Risk register additions vs v2

# Risk Mitigation
R7 KASAN+KCSAN combined boot too slow → systemd timeout → boot failure Multiple fallback labels in extlinux: arch_devices_lockdep_kasan (new), arch_devices_lockdep (no kasan), arch_devices (default vanilla). User picks at U-Boot. systemd unit timeouts may need extension via DefaultTimeoutStartSec= if observed
R8 KASAN region overlaps with our ramoops carve-out (0x10000000-0x100fffff) KASAN shadow region uses high VA, not low PA. Carve-out is from real physical RAM, KASAN shadow is in vmalloc space. No conflict expected — verify with /proc/iomem post-boot
R9 KASAN tags trigger false positives on pre-existing kernel code (e.g. panel-edp's WARN) → noise drowns real signal KASAN reports are distinctive ("BUG: KASAN:" prefix). Grep filtering should isolate. If false-positive volume is overwhelming, switch to KASAN_SW_TAGS or selectively disable instrumentation per-file
R10 GPU-compositor wedge reproduction requires physical login (no remote-wayland start) User has physical access to ampere for this test step (per v2 plan A4 conditional). Time-boxed: if wedge not reproduced in ~20 min of compositor activity (per round-3 amendment), declare iter6 v3 inconclusive
R11 /boot/firmware partition headroom for a third Image (KASAN_OUTLINE adds 15-25 % size) Pre-flight df -h /boot/firmware. Need ≥ 30 MB free. If tight: overwrite the lockdep Image instead of keeping both — lockdep label becomes the lockdep-kasan label after rebuild

Estimated wall-time

Phase Time
Pre-flight + config delta 5 min (config additions only, no new pre-flight)
KASAN+KCSAN kernel build 75-90 min
Install + reboot + lockdep-kasan baseline 10 min
Apply 0004 + module rebuild + install + reboot + headless smoke 15 min
GPU-compositor concurrent test + monitor for KASAN/KCSAN reports 15 min
Subtotal for 0004 verdict ~120 min wall-time
0005/0006/0007 follow-ups if 0004 verdict is "clean under KASAN" +30 min each

Exit conditions

Success: KASAN or KCSAN report fires during step 2.1's GPU-compositor test, pinpointing the bug class + responsible code. → file kernel-agent issue, fix in 0004 v2 OR upstream, retry.

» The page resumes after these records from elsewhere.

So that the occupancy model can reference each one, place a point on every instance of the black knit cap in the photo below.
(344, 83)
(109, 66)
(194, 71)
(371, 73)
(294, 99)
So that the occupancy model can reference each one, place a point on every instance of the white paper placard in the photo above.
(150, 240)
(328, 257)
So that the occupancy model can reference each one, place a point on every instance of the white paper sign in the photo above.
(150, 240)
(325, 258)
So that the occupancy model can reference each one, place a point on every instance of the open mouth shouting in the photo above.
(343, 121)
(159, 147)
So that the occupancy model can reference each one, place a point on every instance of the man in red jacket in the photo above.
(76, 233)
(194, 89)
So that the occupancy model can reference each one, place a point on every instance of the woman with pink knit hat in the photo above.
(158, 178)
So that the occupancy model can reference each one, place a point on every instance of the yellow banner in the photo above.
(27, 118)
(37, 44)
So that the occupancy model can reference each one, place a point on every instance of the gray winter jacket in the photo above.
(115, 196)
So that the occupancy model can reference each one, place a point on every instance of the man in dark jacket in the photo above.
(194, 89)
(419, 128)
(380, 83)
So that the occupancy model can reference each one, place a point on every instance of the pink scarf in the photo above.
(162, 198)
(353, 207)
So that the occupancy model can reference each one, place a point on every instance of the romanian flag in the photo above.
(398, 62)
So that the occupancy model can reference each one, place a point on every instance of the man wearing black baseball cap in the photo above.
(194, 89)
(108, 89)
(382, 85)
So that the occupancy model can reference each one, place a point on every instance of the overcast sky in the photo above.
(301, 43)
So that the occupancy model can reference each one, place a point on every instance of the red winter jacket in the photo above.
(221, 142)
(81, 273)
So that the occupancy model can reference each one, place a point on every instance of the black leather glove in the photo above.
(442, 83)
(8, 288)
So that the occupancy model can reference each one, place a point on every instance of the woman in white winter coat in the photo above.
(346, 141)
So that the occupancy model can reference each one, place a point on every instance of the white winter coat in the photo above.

Partial: 0004 v3 (with KASAN) still wedges silently with NO KASAN/KCSAN report. Means bug is OUTSIDE the sanitizer-instrumented memory (e.g. firmware blob, GPU hardware state machine). Final-fallback netconsole (round-3 amendment replaces serial): before triggering the wedge, sudo modprobe netconsole netconsole=6666@<ampere-ip>/eth0,6667@<boltzmann-ip>/eth0; on boltzmann run nc -u -l 6667 | tee netconsole-iter6v3-$(date +%s).log. Netconsole survives kernel panic that consumes the display, requires no hardware-clip work, uses the existing 7.0-lockdep kernel as-is. Serial console remains as documented last-resort only.

Failure: KASAN+KCSAN kernel doesn't boot at all → fall back to lockdep kernel, declare iter6 line closed, move iter7 to non-fence cache-coherency angle.